Thanks for your help! This has been confusing to think about, for now I’ll just create custom structs that mirror the Flux models and use Optimisers.destructure() to reconstruct them from hypernet outputs. To do that correctly, the parameter batch θs = H(z) generated by the hypernetwork needs to be correctly reshaped so that each module in the primary gets the slice θs[module_inds, :]. To do this over an arbitrary Flux.Chain this would need to be done recursively, maybe using fmap? I’ve tried to rework something from Optimisers.jl/destructure.jl at master · FluxML/Optimisers.jl · GitHub but think I’m out of my depth here.
Let’s say we have a primary network
p = Chain(
Parallel(
vcat,
Chain(
Dense(32, 64), # mapped to HyDense later
LayerNorm(64, elu),
),
Chain(
Dense(32, 64),
LayerNorm(64, elu),
)
),
Dense(128, 64),
LayerNorm(64, elu),
Dense(64, 10, bias=false),
)
Using destructure:
θ, re = Flux.destructure(p)
julia> offs = re.offsets
(layers = ((connection = (), layers = ((layers = ((weight = 0, bias = 2048, σ = ()), (λ = (), diag = (scale = 2112, bias = 2176, σ = ()), ϵ = (), size = ((),), affine = ())),), (layers = ((weight = 2240, bias = 4288, σ = ()), (λ = (), diag = (scale = 4352, bias = 4416, σ = ()), ϵ = (), size = ((),), affine = ())),))), (weight = 4480, bias = 12672, σ = ()), (λ = (), diag = (scale = 12736, bias = 12800, σ = ()), ϵ = (), size = ((),), affine = ()), (weight = 12864, bias = (), σ = ())),)
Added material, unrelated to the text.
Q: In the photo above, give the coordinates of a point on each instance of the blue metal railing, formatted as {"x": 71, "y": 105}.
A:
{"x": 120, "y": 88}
(I think) all that needs to be done now is to slice θs = H(z) according to the indices in offs, i.e. the HyDense that replaces the first Dense in the Parallel module would have weights w = θs[1:2048,:], b=θs[2049:2113,:] etc. How can you gather all the indices in an arbitrarily nested tuple?
Also, I’m not sure how to incorporate activity normalization layers like LayerNorm and BatchNorm into a restructured Chain, since I don’t think(?) the parameters should be produced by the hypernet H. Adding them into the Chain post-hoc as e.g. 'LayerNorm(64, elu) |> gpu` makes Zygote unhappy.
^ Looks like this issue is still up for debate